Quando pensou que tudo estava acabado, o embrulho em seu pescoço começou a brilhar. Um brilho violeta e quente. Era a fada, a magia de uma fada. O medo ouriçou-se e estremeceu. A luz aumentava cada vez mais e sem que o medo percebesse, ela voou para fora do embrulho de pano. A fada voava devagar. Era Lucrecia, a conselheira da imperatriz. Com sua luz, ela assustou o medo e fez com que as árvores, flores e arbustos ao seu redor ganhassem vida novamente. Uma onda de cores percorreu o bosque e expulsou o medo que havia nele. As linhas soltaram Oralefi e se desfizeram. Lucrecia, enfraquecida, voltou para o embrulho e o lobo azul voltou a correr.

Depois de algum tempo, a petrificada árvore de Palamdas mostrou-se diante dele. Estava muito escuro, a noite tornava-se cada vez mais profunda, e uma neblina amarelada começava a se formar entre as raízes protuberantes e retorcidas que mantinham a árvore de pé e olhando para alto, como uma torre de mármore frio, inerte, afogada em desesperança. Oralefi saltou sobre as raízes, que mais pareciam pedregulhos, até atingir a abertura que havia no tronco, uma caverna em uma montanha de pedra maciça. Lá dentro, havia quatro pontos de luz, cada uma de uma cor. Uma azul, uma verde, uma vermelha e, a ultima e menor, amarela. Eram as outras quatro fadas. O lobo se transformou em homem e sussurrou com as mãos ao redor da boca.

- Eu estou aqui para levar vocês – quando disse isso, ele se deu conta de que não possuía muito tempo, o meio da noite já estava se aproximando.

As fadas despertaram e voaram para fora da árvore. Elas se ajeitaram no embrulho de pano. Agora, estavam juntas. Lucrecia, Jasmine, Lali, Rubi e Ihris. Oralefi olhou na direção da cachoeira, reuniu sua coragem e saltou das raízes. Antes de tocar o chão, havia se tornado lobo outra vez e sem demora voltou a correr.

A cachoeira não ficava longe dali e em pouco tempo ele estaria lá. Quando pôde ouvir o barulho da cascata, um sorriso teimou em surgir em seus lábios e suas costas começaram a se sentir menos pesadas. Mas, não podia vacilar. Faltavam apenas dois minutos para o meio da noite. Ele pulou sobre as pedras, até chegar ao ponto mais alto diante do véu de água nívea, onde uma pedra lisa, como um altar, emergia do meio dos respingos.

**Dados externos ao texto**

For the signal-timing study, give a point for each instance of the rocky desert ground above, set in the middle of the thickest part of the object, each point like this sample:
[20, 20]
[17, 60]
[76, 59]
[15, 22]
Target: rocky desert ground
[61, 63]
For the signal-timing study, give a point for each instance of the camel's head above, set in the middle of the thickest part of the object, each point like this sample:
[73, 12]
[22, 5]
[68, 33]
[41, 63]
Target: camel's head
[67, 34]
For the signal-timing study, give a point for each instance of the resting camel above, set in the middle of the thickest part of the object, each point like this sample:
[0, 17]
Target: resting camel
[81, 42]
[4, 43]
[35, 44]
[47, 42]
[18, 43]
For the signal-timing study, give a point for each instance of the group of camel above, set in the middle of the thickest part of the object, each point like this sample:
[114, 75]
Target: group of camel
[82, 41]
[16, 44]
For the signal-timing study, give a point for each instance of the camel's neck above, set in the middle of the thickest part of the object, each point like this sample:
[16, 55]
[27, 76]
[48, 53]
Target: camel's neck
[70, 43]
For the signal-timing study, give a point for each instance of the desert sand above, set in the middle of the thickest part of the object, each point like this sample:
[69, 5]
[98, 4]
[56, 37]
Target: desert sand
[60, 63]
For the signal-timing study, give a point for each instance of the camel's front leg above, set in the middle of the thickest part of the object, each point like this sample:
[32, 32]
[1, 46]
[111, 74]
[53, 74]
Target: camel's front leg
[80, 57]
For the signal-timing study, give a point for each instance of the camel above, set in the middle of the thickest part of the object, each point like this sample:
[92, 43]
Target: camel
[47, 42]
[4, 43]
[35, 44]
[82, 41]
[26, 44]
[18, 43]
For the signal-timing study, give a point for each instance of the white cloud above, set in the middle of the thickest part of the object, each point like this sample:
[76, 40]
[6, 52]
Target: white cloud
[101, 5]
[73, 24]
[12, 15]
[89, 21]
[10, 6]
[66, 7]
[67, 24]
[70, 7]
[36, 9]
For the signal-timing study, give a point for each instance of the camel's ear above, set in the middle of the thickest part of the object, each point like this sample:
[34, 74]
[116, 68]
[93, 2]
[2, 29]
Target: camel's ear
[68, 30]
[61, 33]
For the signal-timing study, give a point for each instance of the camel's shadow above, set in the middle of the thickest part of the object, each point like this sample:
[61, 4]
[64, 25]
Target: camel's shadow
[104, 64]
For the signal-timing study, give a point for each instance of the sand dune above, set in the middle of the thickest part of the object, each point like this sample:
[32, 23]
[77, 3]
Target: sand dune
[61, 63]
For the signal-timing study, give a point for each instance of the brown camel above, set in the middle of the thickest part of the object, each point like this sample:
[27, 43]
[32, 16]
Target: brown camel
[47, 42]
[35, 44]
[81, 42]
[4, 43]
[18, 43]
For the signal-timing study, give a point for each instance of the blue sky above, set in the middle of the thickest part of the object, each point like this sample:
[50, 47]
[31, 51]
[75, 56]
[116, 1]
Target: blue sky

Lá havia um pequeno baú de madeira escura, ele estava sobre o desenho dos três triângulos da imperatriz. Um minuto. Ele curvou-se, o barulho estrondoso da cachoeira parecia proteger o baú. As fadas saíram do embrulho de pano. Lali e Jasmine carregavam Lucrecia nos braços. Oralefi readquiriu sua forma humana e abriu o baú. 30 segundos. As fadas entraram e ele fechou a tampa. Meia noite. Estava feito.